A volcano on the small island of Sumbawa in Indonesia. Its explosion in 1815 was the largest in recorded history. The earth was plunged into a volcanic winter. The following year was known in Europe and America as the Year Without a Summer, as crops were devastated by abnormal frosts in a very short growing season.

Tambora was 4000 m to 4500 m high before 1815, and 2800 m high after the eruption. It might have been dormant for five thousand years before that. Between six months and three years of minor activity preceded a major eruption on 5 April 1815, leading to the cataclysmic eruption of 10-11 April. It continued for almost a week. Earthquakes were felt 500 km away.

Global temperature cooled by perhaps 3°C (less in Arctic regions, according to ice cores) as a result of Tambora's explosion. It is estimated that 10 000 people died immediately and another 82 000 died of starvation and cholera. Much of the East Indies was covered in ash, and the island of Sumbawa was covered up to 1.5 m deep in places.

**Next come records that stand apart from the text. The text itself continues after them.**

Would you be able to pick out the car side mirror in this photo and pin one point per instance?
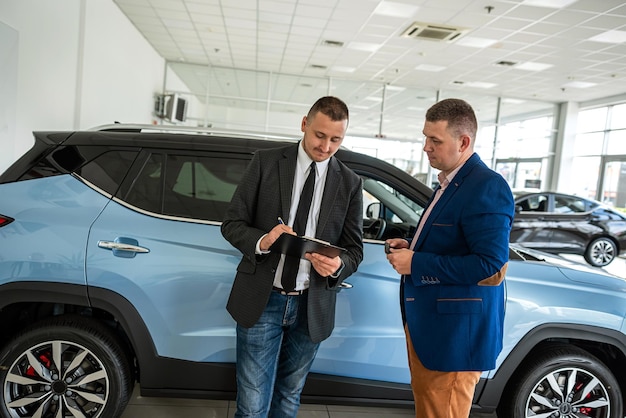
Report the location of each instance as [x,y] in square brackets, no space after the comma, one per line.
[373,210]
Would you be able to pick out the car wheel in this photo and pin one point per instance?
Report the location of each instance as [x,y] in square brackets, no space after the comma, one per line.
[600,252]
[563,382]
[64,367]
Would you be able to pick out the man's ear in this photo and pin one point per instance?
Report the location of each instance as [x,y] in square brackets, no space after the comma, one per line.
[466,141]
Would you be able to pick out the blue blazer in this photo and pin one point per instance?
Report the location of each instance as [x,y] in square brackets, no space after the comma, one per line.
[453,300]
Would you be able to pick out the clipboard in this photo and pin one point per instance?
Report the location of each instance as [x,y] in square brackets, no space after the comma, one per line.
[298,246]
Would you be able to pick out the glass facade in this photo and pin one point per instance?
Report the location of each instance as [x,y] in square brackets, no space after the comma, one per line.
[516,137]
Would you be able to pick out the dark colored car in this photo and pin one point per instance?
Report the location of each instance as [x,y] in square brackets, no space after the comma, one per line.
[565,224]
[114,273]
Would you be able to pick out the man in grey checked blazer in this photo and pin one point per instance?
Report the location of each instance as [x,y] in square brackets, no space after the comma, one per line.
[279,331]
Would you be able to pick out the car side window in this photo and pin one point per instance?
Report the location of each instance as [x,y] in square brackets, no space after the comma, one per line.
[107,170]
[568,204]
[534,203]
[188,186]
[382,203]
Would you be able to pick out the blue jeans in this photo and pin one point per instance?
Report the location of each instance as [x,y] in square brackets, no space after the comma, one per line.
[273,359]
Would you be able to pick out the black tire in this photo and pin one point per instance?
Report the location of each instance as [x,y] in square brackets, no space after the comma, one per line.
[563,380]
[600,252]
[62,363]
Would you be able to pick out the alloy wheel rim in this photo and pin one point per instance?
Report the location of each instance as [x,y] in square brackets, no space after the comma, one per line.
[602,253]
[568,392]
[56,379]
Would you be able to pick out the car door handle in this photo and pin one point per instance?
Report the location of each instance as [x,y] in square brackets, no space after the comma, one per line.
[123,247]
[345,285]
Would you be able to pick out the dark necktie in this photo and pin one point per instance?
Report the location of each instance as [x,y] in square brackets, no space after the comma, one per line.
[290,268]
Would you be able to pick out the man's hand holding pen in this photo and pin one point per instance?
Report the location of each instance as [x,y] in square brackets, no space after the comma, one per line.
[274,233]
[399,255]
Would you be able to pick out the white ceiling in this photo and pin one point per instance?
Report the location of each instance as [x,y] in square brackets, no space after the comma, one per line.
[556,50]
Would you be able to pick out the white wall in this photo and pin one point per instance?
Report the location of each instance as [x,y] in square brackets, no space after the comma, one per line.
[80,63]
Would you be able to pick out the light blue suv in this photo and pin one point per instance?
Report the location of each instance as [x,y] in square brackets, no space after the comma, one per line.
[113,271]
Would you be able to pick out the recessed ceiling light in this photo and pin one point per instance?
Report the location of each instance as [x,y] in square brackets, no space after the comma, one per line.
[533,66]
[389,8]
[477,84]
[328,42]
[363,46]
[343,69]
[428,67]
[480,84]
[579,84]
[505,63]
[611,37]
[553,4]
[476,42]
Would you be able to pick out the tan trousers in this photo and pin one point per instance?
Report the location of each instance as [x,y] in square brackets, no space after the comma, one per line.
[440,394]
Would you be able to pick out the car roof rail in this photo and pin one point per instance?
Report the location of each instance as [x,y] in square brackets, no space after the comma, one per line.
[124,127]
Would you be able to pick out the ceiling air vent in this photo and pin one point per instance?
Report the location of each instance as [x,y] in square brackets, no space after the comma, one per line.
[419,30]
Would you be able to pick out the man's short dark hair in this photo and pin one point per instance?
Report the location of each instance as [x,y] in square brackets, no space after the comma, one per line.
[331,106]
[459,115]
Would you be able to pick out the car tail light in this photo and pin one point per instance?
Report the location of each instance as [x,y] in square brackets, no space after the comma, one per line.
[5,220]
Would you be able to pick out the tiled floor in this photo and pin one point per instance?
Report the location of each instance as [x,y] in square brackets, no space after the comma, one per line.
[186,408]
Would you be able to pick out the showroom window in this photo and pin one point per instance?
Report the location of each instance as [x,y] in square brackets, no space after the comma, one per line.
[599,163]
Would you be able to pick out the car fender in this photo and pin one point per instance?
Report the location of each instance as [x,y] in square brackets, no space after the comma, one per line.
[561,333]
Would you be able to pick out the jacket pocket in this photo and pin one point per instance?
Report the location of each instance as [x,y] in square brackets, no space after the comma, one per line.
[460,306]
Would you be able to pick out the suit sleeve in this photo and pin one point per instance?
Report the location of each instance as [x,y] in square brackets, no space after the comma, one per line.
[238,224]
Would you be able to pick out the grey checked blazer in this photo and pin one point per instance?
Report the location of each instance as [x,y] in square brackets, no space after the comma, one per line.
[263,195]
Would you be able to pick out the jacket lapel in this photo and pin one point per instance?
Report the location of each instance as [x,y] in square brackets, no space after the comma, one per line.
[333,178]
[450,191]
[286,175]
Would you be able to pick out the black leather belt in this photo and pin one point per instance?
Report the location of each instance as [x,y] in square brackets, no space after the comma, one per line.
[292,293]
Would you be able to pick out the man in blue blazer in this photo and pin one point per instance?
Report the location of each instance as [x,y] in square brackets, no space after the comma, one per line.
[453,269]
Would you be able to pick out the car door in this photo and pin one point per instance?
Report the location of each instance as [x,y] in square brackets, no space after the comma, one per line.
[159,245]
[531,225]
[572,223]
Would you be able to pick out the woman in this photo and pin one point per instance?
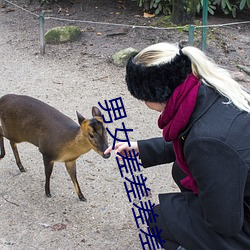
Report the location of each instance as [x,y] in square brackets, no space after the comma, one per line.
[205,118]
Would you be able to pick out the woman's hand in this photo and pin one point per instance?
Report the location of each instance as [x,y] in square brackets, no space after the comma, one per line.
[121,147]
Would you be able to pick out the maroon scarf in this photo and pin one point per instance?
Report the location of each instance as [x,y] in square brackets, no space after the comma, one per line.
[174,119]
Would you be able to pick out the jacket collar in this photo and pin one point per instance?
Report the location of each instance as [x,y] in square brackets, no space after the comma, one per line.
[205,99]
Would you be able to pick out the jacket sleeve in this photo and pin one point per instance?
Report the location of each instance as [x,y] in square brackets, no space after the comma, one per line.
[220,173]
[155,151]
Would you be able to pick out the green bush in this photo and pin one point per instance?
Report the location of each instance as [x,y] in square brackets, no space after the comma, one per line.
[47,1]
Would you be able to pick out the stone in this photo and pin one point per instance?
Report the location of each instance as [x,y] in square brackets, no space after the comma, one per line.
[63,34]
[121,58]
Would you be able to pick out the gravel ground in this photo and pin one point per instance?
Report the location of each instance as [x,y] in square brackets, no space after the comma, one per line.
[76,76]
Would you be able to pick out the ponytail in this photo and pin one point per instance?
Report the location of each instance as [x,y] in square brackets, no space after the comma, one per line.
[218,78]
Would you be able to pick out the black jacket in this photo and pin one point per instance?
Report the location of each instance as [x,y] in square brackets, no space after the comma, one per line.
[216,145]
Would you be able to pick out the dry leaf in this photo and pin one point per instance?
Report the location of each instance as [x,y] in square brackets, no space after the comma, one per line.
[58,227]
[147,15]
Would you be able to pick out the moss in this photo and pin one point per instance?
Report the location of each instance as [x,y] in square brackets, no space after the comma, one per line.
[63,34]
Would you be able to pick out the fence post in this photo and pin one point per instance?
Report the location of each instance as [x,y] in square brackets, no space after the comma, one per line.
[191,35]
[42,31]
[2,3]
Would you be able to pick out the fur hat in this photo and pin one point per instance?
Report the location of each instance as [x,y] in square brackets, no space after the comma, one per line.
[156,83]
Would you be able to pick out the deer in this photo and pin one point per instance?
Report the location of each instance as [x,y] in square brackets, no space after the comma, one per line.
[58,138]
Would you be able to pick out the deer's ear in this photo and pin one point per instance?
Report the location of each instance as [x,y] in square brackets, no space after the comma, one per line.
[80,118]
[96,111]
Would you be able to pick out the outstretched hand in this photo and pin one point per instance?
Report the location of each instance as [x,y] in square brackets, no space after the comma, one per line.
[121,147]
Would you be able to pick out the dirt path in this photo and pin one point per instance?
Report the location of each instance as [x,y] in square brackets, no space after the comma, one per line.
[74,77]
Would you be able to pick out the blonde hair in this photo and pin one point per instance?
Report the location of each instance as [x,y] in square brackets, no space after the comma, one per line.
[202,67]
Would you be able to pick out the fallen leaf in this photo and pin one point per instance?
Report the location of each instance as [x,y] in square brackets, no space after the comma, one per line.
[58,227]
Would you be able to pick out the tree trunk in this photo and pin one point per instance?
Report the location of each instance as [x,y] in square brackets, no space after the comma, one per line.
[183,11]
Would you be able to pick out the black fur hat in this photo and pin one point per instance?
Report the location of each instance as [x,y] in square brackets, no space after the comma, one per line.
[156,83]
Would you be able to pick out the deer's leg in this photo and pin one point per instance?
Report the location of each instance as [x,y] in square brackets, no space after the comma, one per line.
[71,168]
[18,161]
[48,165]
[1,144]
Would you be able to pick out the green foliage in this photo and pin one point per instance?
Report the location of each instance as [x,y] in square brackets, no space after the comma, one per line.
[211,7]
[63,34]
[165,6]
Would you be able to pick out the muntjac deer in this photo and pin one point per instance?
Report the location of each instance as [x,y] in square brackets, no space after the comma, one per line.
[59,139]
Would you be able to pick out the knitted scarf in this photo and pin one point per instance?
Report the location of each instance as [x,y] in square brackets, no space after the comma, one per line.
[174,119]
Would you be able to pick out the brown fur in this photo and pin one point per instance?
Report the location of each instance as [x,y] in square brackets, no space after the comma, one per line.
[59,138]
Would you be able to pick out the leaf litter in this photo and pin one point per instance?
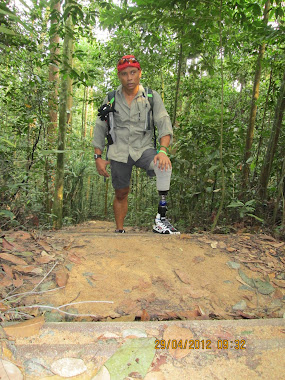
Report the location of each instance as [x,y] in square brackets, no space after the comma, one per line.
[43,265]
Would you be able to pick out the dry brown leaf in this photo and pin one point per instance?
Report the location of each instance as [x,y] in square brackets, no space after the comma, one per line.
[185,236]
[196,293]
[183,276]
[25,329]
[6,281]
[44,245]
[159,362]
[279,283]
[61,278]
[75,259]
[145,316]
[9,371]
[8,270]
[278,294]
[44,259]
[3,307]
[189,314]
[18,281]
[198,259]
[27,269]
[172,335]
[277,245]
[7,245]
[12,258]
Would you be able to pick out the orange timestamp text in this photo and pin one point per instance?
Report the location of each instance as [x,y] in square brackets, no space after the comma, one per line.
[197,344]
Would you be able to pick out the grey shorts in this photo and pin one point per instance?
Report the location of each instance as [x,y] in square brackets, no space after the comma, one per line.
[121,172]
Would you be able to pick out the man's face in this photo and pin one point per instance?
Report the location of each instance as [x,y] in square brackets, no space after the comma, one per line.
[130,77]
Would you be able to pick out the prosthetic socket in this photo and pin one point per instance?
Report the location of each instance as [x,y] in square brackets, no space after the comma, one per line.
[162,185]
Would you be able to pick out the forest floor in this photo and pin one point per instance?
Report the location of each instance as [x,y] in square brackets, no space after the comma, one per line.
[143,276]
[157,286]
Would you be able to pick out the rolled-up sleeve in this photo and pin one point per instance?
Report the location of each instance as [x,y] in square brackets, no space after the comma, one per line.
[100,132]
[161,118]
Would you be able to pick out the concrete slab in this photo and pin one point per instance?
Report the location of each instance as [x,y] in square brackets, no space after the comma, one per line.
[199,349]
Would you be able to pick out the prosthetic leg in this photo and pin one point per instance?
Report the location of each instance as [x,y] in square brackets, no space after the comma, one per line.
[162,225]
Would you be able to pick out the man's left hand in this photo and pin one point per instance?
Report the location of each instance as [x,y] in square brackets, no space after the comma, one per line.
[164,161]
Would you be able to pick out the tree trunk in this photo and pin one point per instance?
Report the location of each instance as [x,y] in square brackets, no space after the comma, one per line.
[255,96]
[63,118]
[53,98]
[177,83]
[273,141]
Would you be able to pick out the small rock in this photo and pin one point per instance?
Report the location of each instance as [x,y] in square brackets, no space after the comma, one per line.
[8,370]
[68,367]
[135,332]
[37,368]
[54,316]
[103,374]
[233,265]
[240,305]
[109,335]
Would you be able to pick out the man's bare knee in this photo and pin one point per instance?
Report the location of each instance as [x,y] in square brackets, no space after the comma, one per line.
[122,194]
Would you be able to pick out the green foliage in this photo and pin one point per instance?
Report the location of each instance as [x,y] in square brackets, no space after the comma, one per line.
[154,31]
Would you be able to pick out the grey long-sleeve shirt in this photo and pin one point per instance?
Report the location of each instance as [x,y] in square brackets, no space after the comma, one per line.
[131,129]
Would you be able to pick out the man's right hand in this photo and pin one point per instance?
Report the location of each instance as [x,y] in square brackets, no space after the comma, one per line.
[101,167]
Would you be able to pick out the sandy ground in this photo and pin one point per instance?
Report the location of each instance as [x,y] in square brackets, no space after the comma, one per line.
[149,276]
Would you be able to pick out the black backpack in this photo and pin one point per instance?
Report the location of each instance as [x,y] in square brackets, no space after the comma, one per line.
[149,93]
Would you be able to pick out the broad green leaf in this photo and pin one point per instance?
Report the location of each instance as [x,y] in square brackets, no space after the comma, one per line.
[6,30]
[135,355]
[7,214]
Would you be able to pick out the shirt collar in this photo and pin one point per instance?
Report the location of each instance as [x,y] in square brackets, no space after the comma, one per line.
[141,91]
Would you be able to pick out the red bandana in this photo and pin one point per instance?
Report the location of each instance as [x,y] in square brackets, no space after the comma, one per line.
[128,61]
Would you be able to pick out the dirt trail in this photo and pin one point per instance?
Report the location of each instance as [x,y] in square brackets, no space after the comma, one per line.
[149,276]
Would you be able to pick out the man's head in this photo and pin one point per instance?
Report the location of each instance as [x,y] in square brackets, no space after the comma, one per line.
[129,73]
[128,61]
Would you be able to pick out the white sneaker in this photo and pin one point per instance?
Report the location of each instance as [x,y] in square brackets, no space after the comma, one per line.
[163,226]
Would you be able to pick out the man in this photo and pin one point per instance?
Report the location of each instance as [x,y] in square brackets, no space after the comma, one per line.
[132,142]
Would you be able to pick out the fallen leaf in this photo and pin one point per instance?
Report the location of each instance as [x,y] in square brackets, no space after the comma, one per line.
[103,374]
[231,249]
[6,281]
[172,335]
[124,360]
[159,362]
[277,294]
[75,259]
[44,259]
[68,367]
[189,314]
[25,329]
[28,269]
[196,293]
[7,245]
[44,245]
[61,278]
[13,259]
[279,283]
[9,371]
[185,236]
[18,281]
[3,308]
[8,270]
[145,316]
[198,259]
[183,276]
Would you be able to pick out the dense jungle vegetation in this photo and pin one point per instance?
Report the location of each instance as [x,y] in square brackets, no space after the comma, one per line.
[219,67]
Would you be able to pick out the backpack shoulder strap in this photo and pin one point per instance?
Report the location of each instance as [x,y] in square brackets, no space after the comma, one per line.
[111,98]
[149,95]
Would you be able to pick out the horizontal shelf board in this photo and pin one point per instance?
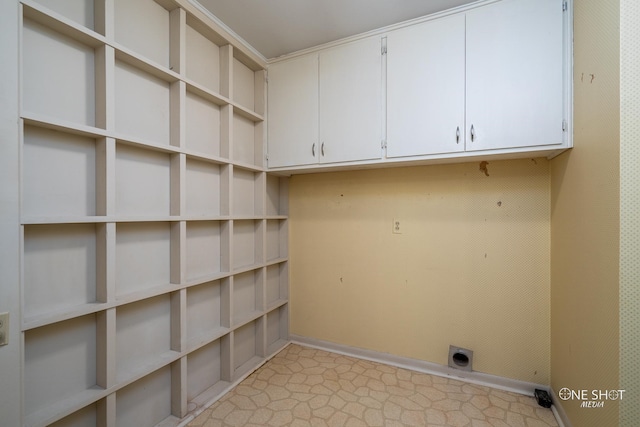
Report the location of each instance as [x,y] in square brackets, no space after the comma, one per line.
[147,293]
[196,218]
[205,93]
[246,319]
[246,113]
[548,151]
[276,261]
[134,373]
[275,305]
[247,268]
[61,409]
[247,217]
[34,322]
[35,220]
[197,155]
[206,279]
[202,340]
[137,142]
[212,394]
[248,366]
[277,346]
[144,64]
[61,24]
[276,217]
[248,166]
[47,122]
[170,421]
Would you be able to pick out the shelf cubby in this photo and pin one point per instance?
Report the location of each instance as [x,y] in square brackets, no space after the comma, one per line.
[59,267]
[49,56]
[203,125]
[207,189]
[142,104]
[205,378]
[146,402]
[247,347]
[205,307]
[247,296]
[277,236]
[204,249]
[142,256]
[60,365]
[155,269]
[277,284]
[277,199]
[142,337]
[246,244]
[248,193]
[87,416]
[148,37]
[59,176]
[277,328]
[247,137]
[81,12]
[143,182]
[202,55]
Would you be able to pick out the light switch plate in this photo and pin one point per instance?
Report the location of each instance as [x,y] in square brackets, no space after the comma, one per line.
[4,328]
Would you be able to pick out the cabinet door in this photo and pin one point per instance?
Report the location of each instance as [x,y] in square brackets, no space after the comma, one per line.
[293,112]
[425,88]
[351,102]
[514,74]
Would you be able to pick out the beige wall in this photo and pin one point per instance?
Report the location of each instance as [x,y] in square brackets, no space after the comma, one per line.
[585,221]
[471,267]
[629,211]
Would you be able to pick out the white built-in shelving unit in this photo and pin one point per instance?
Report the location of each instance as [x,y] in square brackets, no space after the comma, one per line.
[154,254]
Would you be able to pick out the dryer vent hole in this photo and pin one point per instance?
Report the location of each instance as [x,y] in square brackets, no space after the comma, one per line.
[460,358]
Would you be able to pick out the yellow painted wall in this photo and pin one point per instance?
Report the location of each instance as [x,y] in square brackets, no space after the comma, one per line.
[471,267]
[585,200]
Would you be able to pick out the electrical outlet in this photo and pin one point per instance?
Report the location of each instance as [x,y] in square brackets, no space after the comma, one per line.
[396,226]
[4,328]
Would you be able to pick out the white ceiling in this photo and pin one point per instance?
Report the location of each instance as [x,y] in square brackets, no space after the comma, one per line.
[278,27]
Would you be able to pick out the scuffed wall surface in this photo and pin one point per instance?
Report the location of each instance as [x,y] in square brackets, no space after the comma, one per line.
[470,267]
[630,212]
[585,229]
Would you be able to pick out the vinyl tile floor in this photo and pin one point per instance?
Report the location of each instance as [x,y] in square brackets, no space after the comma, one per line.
[304,386]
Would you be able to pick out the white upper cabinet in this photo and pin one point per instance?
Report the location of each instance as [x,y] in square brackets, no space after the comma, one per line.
[351,102]
[514,74]
[327,107]
[425,88]
[293,112]
[492,79]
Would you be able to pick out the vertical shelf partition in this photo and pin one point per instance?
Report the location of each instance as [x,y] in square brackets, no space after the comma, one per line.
[154,243]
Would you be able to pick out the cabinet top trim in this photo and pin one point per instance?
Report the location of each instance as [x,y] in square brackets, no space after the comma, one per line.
[383,30]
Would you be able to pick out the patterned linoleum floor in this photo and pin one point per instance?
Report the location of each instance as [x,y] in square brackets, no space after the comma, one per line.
[302,386]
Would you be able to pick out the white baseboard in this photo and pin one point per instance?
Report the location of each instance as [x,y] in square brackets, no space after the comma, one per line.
[479,378]
[558,410]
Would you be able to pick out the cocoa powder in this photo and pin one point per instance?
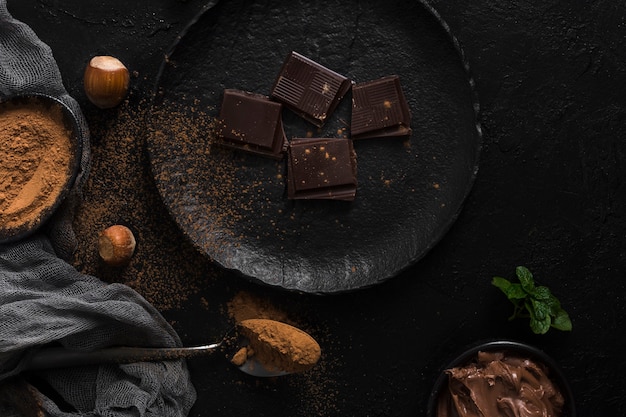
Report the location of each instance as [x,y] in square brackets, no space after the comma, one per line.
[279,346]
[35,161]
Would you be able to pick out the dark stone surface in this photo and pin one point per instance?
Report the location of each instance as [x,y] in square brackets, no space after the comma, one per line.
[550,195]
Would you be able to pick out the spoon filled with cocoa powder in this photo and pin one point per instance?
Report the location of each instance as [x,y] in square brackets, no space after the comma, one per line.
[258,347]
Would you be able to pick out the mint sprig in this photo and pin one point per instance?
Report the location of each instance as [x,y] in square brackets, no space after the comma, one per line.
[534,302]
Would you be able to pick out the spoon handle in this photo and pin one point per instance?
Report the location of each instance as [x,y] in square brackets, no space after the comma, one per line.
[58,357]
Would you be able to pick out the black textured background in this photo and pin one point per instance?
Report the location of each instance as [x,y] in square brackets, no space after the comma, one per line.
[549,195]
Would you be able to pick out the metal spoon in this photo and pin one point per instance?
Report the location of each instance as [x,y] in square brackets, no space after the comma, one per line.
[233,341]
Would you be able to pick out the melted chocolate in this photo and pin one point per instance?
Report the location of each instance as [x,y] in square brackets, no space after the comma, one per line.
[498,385]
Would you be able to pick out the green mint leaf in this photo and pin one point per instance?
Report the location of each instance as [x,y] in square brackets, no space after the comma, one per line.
[543,294]
[534,302]
[511,290]
[540,309]
[562,321]
[540,326]
[525,278]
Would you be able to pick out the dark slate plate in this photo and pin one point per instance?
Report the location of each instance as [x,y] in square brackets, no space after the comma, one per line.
[234,206]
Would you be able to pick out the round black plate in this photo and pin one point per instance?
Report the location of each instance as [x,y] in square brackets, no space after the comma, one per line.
[234,206]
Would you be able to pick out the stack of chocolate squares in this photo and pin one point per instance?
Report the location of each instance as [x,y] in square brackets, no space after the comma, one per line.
[317,168]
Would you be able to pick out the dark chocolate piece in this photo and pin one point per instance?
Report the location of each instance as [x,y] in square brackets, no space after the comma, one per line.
[379,109]
[309,89]
[321,168]
[251,122]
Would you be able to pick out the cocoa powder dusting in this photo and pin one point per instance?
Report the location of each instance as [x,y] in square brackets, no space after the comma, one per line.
[35,161]
[120,190]
[168,269]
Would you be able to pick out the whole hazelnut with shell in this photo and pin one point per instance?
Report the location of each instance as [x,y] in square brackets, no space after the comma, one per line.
[116,245]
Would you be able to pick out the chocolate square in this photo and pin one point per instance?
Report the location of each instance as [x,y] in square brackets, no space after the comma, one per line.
[251,122]
[379,109]
[309,89]
[321,168]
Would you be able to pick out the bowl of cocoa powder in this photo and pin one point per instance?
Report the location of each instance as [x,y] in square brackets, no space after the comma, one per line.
[502,378]
[40,151]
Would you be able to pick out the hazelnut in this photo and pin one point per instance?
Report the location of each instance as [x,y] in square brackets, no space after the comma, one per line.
[116,245]
[106,81]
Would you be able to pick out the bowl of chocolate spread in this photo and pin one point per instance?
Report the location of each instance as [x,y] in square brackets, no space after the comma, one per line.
[40,151]
[502,379]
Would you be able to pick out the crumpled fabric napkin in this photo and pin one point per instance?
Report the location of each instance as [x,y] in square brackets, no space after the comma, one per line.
[43,299]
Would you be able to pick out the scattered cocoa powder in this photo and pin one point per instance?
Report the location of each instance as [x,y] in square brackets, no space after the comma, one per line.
[35,161]
[120,190]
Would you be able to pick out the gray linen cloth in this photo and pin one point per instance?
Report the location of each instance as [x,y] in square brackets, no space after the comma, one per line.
[44,300]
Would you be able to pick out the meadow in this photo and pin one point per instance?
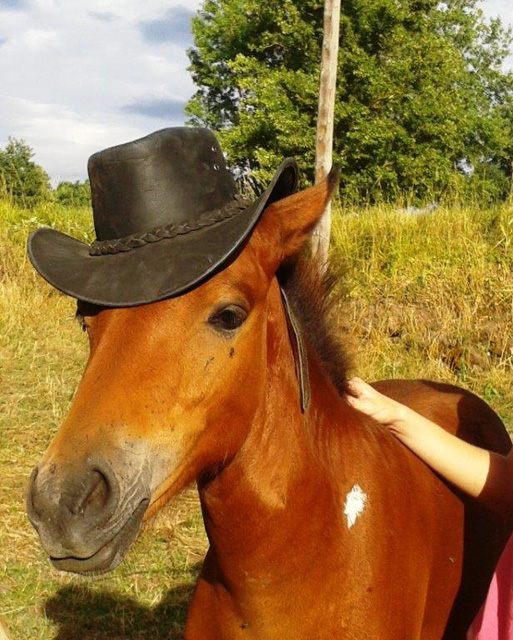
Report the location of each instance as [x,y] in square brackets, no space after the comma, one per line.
[420,296]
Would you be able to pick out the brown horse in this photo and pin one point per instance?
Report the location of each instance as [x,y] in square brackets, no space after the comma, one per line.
[321,524]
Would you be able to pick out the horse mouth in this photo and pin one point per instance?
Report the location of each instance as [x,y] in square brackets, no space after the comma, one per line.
[111,554]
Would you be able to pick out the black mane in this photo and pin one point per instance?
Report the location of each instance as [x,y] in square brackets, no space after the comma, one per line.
[314,303]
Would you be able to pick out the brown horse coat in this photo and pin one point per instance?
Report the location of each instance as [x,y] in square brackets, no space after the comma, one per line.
[321,525]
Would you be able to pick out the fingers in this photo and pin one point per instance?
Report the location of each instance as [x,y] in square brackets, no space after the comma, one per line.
[356,386]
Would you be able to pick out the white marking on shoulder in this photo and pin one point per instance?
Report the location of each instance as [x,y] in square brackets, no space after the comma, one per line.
[354,505]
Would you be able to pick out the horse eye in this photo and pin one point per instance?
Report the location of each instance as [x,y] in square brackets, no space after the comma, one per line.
[228,319]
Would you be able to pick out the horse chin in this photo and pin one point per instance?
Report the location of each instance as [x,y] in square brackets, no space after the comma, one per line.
[111,554]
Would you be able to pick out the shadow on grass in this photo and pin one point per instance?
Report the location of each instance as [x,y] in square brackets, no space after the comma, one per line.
[83,613]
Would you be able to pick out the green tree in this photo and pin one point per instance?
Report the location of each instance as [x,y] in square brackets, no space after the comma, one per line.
[21,179]
[421,92]
[73,194]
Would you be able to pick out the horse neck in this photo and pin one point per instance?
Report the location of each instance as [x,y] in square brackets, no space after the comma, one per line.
[282,475]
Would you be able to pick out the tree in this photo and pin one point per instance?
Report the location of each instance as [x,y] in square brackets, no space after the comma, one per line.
[421,91]
[21,179]
[73,194]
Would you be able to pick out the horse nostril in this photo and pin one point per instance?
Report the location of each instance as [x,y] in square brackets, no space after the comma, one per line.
[33,514]
[96,498]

Of six sultanates on the island, two, Papekat and Tambora, were totally destroyed, and that of Sumbawa was not re-established until 1837.

Extraordinary sunsets occurred all over the world for some years. One other fascinating thing about this is what was happening in Europe at the time. Napoleon Bonaparte had been defeated after decades of war, and had abdicated in April 1814. Suddenly on 15 March 1815 he landed in France, and entered Paris on 20 March with a huge army flocking to him as he moved. After a year of peace, the wars that had racked the continent were on again. And what happens three weeks later? The sky is dark and the colour of blood, the air is filled with ash.